Complete Information: Exact Answers
Some questions, like the ones about UC Berkeley, have precise, factual answers. This is because they are based on complete information—a full dataset for a specific time period. We can look up the data and know the answer without error.
- Clarification for the Class Size Question: For this problem, we are looking at the average size of all undergraduate Berkeley classes. The data does not include independent studies, ungraded discussion/labs, or Summer term classes.
Even when the final answer isn’t a number (like a list of popular degrees), it’s still derived from sorting and analyzing this complete set of numerical data.
Incomplete Information: Estimated Answers
Other questions, like those about life expectancy (LEB), require estimates. We are working with incomplete information because we can’t know exactly how long every person will live. The answers are estimates, which means they contain some uncertainty.
Let’s take a closer look at this idea of uncertainty using the LEB example. A news headline might confidently state that Hawaii’s LEB (81.3 years) is higher than California’s (80.9 years). These single numbers are called “point estimates.”

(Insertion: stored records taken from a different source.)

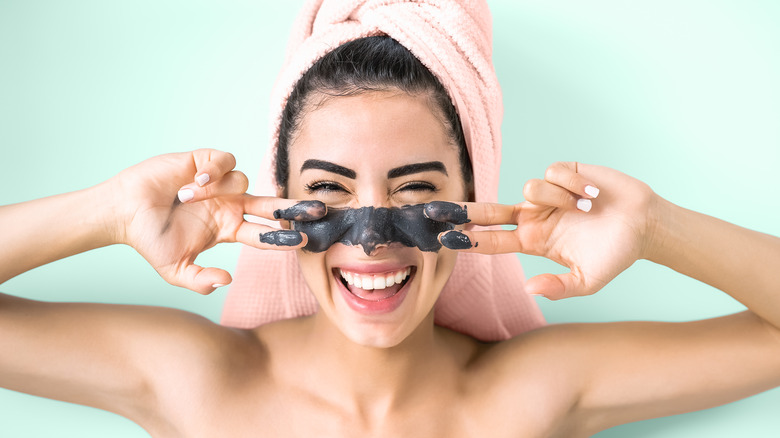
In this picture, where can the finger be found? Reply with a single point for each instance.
(542, 192)
(567, 175)
(265, 237)
(233, 183)
(555, 287)
(211, 165)
(481, 242)
(199, 279)
(269, 207)
(477, 213)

However, the scientific study behind the headline knows there is uncertainty and reports a range of plausible values (an interval) to reflect this:
- California’s LEB: 79.9 to 81.9 years
- Hawaii’s LEB: 80.6 to 81.9 years
Notice how much those ranges overlap. It’s possible that the true value for California is 81.5 and for Hawaii is 80.9. Because the ranges of plausible values overlap, we can’t be 100% certain which state is higher.
The key takeaway is this: The world is often fuzzy, and real data has uncertainty. A huge part of Data Science is learning how to quantify that uncertainty and interpret data carefully!